La société 'Bati Intervention’ a été missionnée pour exécuter des travaux d’urgence consistant dans le bâchage du toit et le remplacement d’une tuile cassée, défaut relevé également par le technicien. M. [U] est donc fondé à requérir le remboursement du montant de la facture liquidé à la somme de 110,00 euros.
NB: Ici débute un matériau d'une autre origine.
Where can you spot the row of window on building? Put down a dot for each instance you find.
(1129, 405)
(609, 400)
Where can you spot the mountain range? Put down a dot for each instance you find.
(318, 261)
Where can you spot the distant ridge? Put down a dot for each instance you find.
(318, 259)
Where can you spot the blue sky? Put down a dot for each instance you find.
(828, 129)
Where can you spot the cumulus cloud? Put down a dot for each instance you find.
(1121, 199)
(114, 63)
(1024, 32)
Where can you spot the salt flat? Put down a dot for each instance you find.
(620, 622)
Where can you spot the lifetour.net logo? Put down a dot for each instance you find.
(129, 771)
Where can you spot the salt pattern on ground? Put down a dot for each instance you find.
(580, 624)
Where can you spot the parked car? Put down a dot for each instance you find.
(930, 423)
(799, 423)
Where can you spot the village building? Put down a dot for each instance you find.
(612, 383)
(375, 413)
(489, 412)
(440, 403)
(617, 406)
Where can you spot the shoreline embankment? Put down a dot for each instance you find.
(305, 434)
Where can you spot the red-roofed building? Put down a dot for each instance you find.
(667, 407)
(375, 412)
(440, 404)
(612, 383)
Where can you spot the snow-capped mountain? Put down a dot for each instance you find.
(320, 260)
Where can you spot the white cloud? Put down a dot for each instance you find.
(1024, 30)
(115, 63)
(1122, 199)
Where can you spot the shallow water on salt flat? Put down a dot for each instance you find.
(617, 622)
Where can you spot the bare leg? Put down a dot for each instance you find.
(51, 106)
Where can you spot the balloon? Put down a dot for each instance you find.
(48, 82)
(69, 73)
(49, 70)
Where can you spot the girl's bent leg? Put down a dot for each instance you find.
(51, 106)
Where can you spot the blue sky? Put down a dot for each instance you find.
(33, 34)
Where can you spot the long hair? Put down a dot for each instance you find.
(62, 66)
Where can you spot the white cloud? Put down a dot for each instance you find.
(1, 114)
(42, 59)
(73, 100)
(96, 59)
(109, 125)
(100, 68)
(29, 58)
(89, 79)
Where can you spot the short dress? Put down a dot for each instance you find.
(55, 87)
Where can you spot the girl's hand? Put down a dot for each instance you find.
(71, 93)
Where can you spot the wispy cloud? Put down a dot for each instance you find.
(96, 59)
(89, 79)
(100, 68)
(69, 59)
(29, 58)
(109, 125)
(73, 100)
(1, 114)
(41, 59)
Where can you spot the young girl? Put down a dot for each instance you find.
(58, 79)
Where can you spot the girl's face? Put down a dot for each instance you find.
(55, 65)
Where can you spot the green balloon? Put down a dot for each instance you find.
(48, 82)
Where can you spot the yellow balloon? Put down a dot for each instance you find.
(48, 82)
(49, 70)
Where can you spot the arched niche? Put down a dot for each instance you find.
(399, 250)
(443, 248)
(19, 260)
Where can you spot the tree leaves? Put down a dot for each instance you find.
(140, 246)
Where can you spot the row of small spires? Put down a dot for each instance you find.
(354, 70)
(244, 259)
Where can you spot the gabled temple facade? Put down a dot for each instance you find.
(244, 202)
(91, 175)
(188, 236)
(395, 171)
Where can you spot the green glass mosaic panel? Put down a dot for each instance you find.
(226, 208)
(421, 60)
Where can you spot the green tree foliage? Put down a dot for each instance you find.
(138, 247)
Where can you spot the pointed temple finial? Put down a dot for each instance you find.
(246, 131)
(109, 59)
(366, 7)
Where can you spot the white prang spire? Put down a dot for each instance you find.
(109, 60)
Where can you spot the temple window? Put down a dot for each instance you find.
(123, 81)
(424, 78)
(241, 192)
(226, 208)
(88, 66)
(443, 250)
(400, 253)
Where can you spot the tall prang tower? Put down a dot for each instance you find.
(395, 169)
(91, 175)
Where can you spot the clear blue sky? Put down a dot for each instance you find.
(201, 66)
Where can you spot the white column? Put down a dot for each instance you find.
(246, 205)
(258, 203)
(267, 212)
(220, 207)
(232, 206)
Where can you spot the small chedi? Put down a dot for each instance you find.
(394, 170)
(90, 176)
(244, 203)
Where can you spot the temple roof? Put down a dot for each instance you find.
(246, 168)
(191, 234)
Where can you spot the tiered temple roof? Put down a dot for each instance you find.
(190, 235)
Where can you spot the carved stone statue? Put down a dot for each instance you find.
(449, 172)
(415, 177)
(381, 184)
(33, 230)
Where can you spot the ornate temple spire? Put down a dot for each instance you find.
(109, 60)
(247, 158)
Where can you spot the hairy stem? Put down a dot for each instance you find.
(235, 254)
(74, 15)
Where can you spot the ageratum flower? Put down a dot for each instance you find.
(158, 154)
S’agissant du coût des réparations du système électrique, le requérant ne produit aux débats qu’un devis d’une société 'VM Electricité’ et, par ailleurs pour un prix bien supérieur à la créance dont le recouvrement est entrepris, soit 2528, 79 euros alors que la somme réclamée est de 972, 13 euros. Il n’est donc pas rapporté la preuve d’une exécution des travaux à hauteur du chef de créance revendiqué. De surcroît, l’expert n’a pas avalisé les doléances de l’acquéreur concernant l’installation électrique, et en cet état, il ne peut être admis sur le simple fondement d’un rapport d’expertise amiable et d’attestations d’entreprises spécialisées, qu’un dysfonctionnement de l’équipement ait justifié des travaux d’urgence alors que l’expert judiciaire n’a constaté aucun désordre. M. [U] sera donc débouté de sa demande en ce sens.
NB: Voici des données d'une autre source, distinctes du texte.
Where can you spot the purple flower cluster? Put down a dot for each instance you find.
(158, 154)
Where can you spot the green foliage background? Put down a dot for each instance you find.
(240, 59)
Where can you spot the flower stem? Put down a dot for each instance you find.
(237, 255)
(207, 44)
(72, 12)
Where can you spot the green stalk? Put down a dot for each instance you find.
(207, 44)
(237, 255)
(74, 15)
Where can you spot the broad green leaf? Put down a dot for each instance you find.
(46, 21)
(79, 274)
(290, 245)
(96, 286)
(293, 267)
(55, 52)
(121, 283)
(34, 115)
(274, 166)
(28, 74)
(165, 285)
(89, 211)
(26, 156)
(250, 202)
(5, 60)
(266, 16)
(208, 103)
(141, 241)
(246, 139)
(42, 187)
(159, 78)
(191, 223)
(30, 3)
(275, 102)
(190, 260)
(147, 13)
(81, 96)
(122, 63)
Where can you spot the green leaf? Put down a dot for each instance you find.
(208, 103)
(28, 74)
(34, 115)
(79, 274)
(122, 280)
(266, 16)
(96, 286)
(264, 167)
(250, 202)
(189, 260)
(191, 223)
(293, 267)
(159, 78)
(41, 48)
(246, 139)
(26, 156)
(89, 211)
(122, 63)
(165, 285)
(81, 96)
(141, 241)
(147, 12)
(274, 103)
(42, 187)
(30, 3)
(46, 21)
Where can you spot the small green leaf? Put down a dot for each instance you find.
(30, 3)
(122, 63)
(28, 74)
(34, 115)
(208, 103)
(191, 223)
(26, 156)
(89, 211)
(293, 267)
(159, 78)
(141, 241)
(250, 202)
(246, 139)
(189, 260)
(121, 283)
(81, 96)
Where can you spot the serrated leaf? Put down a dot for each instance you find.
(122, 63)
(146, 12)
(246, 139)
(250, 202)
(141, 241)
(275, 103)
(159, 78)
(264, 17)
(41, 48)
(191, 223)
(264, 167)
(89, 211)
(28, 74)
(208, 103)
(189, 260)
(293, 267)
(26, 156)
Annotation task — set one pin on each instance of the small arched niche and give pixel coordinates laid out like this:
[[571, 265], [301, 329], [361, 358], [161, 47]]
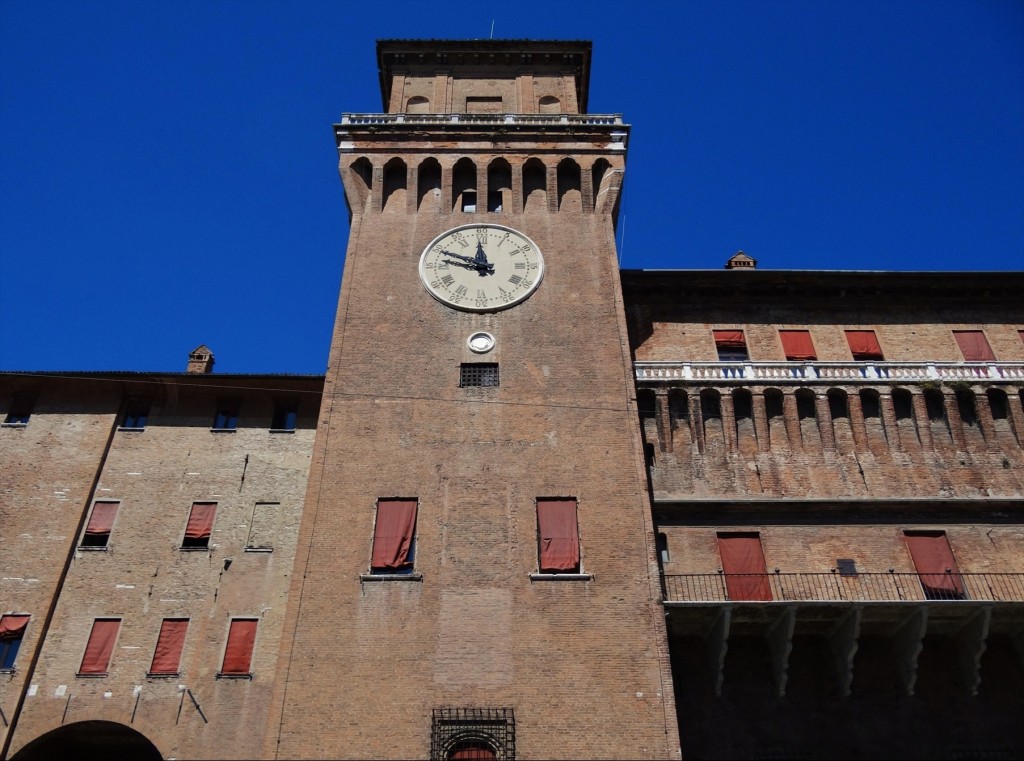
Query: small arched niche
[[569, 196]]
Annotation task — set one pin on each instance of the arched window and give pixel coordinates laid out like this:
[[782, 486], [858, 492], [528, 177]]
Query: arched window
[[499, 185], [805, 404], [418, 104], [363, 180], [394, 185], [600, 175], [870, 404], [464, 186], [535, 185], [428, 191], [549, 104], [569, 196], [839, 406]]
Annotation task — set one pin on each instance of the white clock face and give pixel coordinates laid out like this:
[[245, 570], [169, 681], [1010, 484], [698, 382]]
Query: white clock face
[[481, 267]]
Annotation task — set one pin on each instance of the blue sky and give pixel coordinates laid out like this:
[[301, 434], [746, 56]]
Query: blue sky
[[168, 175]]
Il s’ensuit que le montant des travaux, en rapport de causalité avec des dommages objectivés aux termes du compte-rendu expertal, doit être fixé à la somme de 2442,00 euros, dont les époux intimés devront acquitter le paiement au profit de leur adversaire.
* * *
Compte tenu des motifs qui précèdent, le jugement sera également infirmé en ce qu’il a condamné l’appelant à payer aux époux intimés la somme de 1500,00 euros en compensation des frais irrépétibles exposés par ces derniers. Il serait inéquitable de laisser à la charge de M. [U] les frais qu’il a exposés en première instance pour faire valoir ses droits et non compris dans les dépens. Les époux [O] seront, par suite, condamnés, solidairement, à lui payer à ce titre la somme de 1500,00 euros. Ils seront également, sous le même lien de solidarité, tenus au paiement de la même somme pour les frais non-taxables exposés dans le cadre de l’instance d’appel.
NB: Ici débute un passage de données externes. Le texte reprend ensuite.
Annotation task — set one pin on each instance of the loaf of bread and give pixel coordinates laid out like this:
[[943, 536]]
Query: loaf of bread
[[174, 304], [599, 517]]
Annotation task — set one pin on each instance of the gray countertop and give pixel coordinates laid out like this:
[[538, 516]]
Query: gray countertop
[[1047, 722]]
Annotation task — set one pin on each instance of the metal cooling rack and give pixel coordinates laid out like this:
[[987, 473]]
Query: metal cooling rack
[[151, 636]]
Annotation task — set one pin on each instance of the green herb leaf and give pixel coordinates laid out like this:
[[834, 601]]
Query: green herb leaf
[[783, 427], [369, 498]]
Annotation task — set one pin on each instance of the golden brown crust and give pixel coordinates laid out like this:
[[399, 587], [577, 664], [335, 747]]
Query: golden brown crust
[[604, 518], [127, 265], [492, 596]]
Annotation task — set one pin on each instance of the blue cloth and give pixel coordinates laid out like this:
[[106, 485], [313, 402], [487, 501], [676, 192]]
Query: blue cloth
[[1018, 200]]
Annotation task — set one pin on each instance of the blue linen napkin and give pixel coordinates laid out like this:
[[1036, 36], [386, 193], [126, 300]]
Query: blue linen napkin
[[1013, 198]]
Les dépens de première instance et d’appel, en ce compris les frais d’expertise judiciaire, seront supportés solidairement par les intimés.
PAR CES MOTIFS
La cour statuant publiquement, contradictoirement et après en avoir délibéré conformément à la loi:
— Infirme le jugement déféré.
Statuant à nouveau :
— Dit n’y avoir lieu au prononcé de la nullité ni de la résolution du contrat de vente immobilière souscrit, suivant acte authentique en date du 3 janvier 2018, entre M. [D] [U] et M. [I] [O] ainsi que son épouse, née [V] [Y] ;
— Condamne solidairement les époux [O] à payer à M. [D] [U] la somme de 64 120,50 euros à titre de dommages et intérêts correspondant au coût des travaux de réfection et de reprise de l’immeuble ;
— Condamne solidairement les époux [O] à payer à M. [D] [U] la somme de 2 442,00 euros au titre des travaux réalisés postérieurement à la vente ;
— Dit que ces sommes porteront majoration d’intérêts au taux légal à compter de la date de prononcé du présent arrêt ;
— Condamne solidairement les époux [O] à payer à M. [D] [U] la somme de 1500, 00 euros sur le fondement de l’article 700 du code de procédure civile, au titre des frais irrépétibles exposés en première instance et la même somme au titre des frais irrépétibles exposés dans le cadre de l’instance d’appel ;
— Condamne, sous le même lien de solidarité, les époux [O] aux entiers dépens de première instance et d’appel, en ce compris le coût de l’expertise judiciaire.
Ledit arrêt a été signé par Michel Wachter, président de chambre, magistrat ayant participé au délibéré et Fabienne Arnoux, greffier.